As we have already indicated, the fewest rules exist for the construction of this type of square, and all the methods are complicated and hard to remember. We quote the relatively easiest one here, whose creator is La Hire; but it too is far from being elegant, what characterizes the methods mentioned above. Proceeding similarly to even-even squares, we build auxiliary squares: the first of progress 1, 2, 3, 4, 5, 6, the second in progress 0, 6, 12, 18, 24, 30. Both of these squares are not magic, but their diagonals give a magic sum. When we sum these squares, we are also not getting the magic square yet.

We can get it only after a series of adjustments, namely: leaving the diagonal figures in place, In the first row from the top and in the first left column we put numbers corresponding to each other 12 i 7, 27 i 28, 2 i 32, 17 i 23. In the second and last row, we switch: 4 i 3, 9 i 10. In the second and last column: 24 i 18, 14 i 20, A fourth will follow, the square given here, in which the numbers of the fourth row and the fourth column should also be changed: 17 i 14, 27 i 9. We will then get the fifth square, which is finally a magic square with a magic sum 111.
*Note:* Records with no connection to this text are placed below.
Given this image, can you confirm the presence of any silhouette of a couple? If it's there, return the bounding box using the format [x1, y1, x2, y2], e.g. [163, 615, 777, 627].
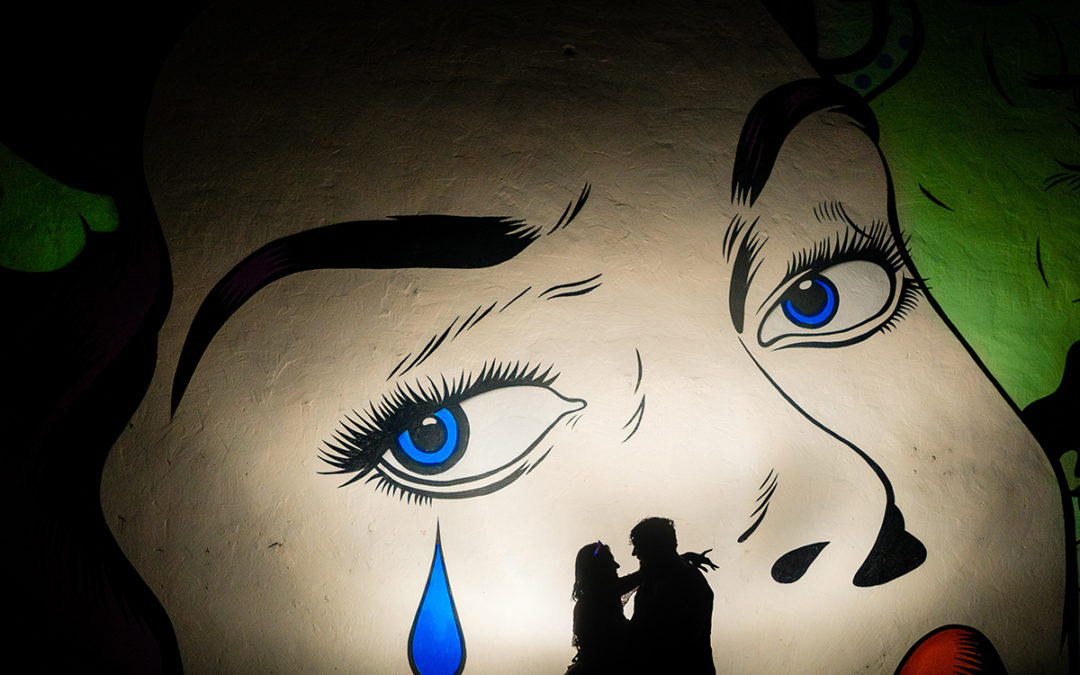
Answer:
[566, 517, 716, 675]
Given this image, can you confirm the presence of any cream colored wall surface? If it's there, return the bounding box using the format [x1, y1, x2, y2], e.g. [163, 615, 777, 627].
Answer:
[102, 2, 1066, 674]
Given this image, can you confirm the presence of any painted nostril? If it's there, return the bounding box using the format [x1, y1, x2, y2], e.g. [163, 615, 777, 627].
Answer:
[772, 541, 828, 583]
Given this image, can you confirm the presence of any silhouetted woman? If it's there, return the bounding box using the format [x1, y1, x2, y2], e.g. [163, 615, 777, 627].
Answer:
[566, 541, 636, 675]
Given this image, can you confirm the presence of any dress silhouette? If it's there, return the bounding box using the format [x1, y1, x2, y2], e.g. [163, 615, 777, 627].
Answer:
[566, 541, 636, 675]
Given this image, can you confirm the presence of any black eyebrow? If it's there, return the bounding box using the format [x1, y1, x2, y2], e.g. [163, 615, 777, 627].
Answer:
[172, 215, 540, 414]
[725, 215, 769, 334]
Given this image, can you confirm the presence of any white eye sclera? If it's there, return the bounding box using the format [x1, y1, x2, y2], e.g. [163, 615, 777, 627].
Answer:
[378, 384, 585, 498]
[757, 260, 900, 348]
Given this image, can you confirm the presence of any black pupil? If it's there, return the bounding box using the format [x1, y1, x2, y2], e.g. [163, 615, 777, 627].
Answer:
[787, 281, 828, 316]
[409, 417, 446, 453]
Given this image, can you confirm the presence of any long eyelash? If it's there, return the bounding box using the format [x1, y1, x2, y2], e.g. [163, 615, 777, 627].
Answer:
[784, 220, 904, 283]
[877, 279, 922, 333]
[369, 473, 432, 507]
[319, 361, 558, 483]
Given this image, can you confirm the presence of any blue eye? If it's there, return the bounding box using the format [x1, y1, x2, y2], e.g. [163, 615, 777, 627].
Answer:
[780, 275, 839, 328]
[322, 362, 585, 500]
[391, 405, 469, 474]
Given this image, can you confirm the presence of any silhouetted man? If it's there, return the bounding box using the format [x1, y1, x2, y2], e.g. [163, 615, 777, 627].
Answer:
[630, 517, 716, 675]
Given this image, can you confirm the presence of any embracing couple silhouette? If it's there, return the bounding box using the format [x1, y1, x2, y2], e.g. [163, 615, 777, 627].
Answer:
[566, 517, 716, 675]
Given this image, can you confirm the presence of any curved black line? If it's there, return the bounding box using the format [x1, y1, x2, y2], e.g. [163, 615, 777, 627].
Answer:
[498, 286, 532, 313]
[863, 2, 927, 103]
[402, 335, 438, 375]
[813, 0, 889, 75]
[548, 202, 573, 234]
[739, 338, 927, 588]
[1035, 237, 1050, 288]
[751, 471, 780, 501]
[634, 348, 645, 394]
[409, 316, 458, 367]
[548, 284, 603, 300]
[983, 33, 1020, 108]
[450, 305, 484, 341]
[469, 302, 498, 330]
[917, 183, 953, 211]
[525, 445, 555, 475]
[563, 183, 593, 228]
[757, 469, 777, 489]
[833, 202, 870, 239]
[751, 481, 780, 516]
[537, 274, 600, 298]
[735, 504, 769, 543]
[387, 352, 413, 382]
[171, 215, 539, 414]
[622, 396, 645, 443]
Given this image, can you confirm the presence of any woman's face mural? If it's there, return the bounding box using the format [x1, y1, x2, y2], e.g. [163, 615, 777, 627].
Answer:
[103, 3, 1066, 673]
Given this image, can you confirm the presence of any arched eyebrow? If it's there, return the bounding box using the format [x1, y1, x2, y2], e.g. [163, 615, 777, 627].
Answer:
[171, 215, 540, 414]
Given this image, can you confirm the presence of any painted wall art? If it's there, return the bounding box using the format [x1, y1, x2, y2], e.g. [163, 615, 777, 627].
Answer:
[0, 0, 1080, 675]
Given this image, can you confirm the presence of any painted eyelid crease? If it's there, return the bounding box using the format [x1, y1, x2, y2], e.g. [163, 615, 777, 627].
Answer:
[757, 220, 919, 349]
[320, 361, 586, 500]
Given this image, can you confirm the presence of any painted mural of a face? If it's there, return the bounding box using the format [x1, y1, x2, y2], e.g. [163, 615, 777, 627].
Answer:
[103, 3, 1066, 673]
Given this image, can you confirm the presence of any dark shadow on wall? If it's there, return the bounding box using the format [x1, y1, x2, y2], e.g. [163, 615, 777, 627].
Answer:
[0, 1, 205, 673]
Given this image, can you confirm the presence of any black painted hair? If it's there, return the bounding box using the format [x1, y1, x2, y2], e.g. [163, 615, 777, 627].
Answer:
[731, 79, 878, 206]
[630, 516, 678, 553]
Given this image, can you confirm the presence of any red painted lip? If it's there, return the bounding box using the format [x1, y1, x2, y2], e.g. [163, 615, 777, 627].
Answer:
[896, 625, 1005, 675]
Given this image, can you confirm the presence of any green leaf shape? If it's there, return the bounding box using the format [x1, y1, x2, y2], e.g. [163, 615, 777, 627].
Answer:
[0, 144, 120, 272]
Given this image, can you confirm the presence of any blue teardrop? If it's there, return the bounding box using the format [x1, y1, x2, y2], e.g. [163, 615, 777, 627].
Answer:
[408, 525, 465, 675]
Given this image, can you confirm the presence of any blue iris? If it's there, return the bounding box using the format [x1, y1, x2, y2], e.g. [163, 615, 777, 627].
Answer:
[397, 408, 461, 467]
[781, 276, 839, 328]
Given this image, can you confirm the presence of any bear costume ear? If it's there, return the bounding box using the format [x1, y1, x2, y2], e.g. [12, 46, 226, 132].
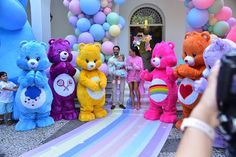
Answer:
[20, 40, 28, 48]
[201, 31, 211, 41]
[94, 43, 101, 49]
[168, 42, 175, 49]
[78, 43, 86, 50]
[48, 38, 56, 45]
[184, 32, 192, 39]
[40, 42, 48, 50]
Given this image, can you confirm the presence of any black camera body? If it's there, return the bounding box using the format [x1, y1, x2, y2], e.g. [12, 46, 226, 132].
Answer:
[217, 50, 236, 154]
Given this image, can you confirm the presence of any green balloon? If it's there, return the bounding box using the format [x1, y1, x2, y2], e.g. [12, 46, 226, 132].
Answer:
[208, 0, 224, 14]
[213, 21, 230, 37]
[106, 12, 120, 25]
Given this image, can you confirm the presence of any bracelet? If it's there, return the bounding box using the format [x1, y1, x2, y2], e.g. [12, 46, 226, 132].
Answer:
[180, 117, 215, 140]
These displacements can be reduced to three general rules. Without touching the numbers standing on the diagonals, it changes in turn:

1° - in the first row and in the first column, the number of fields corresponding to each other;

2° - in the second and last row and in the second and last column - the number of middle squares;

3° - in one of the middle rows and - in one of the middle columns - the number of outermost boxes.

Of course, you can take the last row and the last column instead of the first row and the first column, it is also possible to modify the 2 ° and 3 ° adjustments, as long as you do not touch the numbers on the diagonal fields.

By building a magic square with auxiliary squares, you can plan, that there will be a certain number in a certain field, and it is relatively easy to do. E.g, when we want, so that there is one in the middle field, then we start the construction of the first square from this field and put it there 1, and in the second square we strive for it, that it would fall out in that field 0.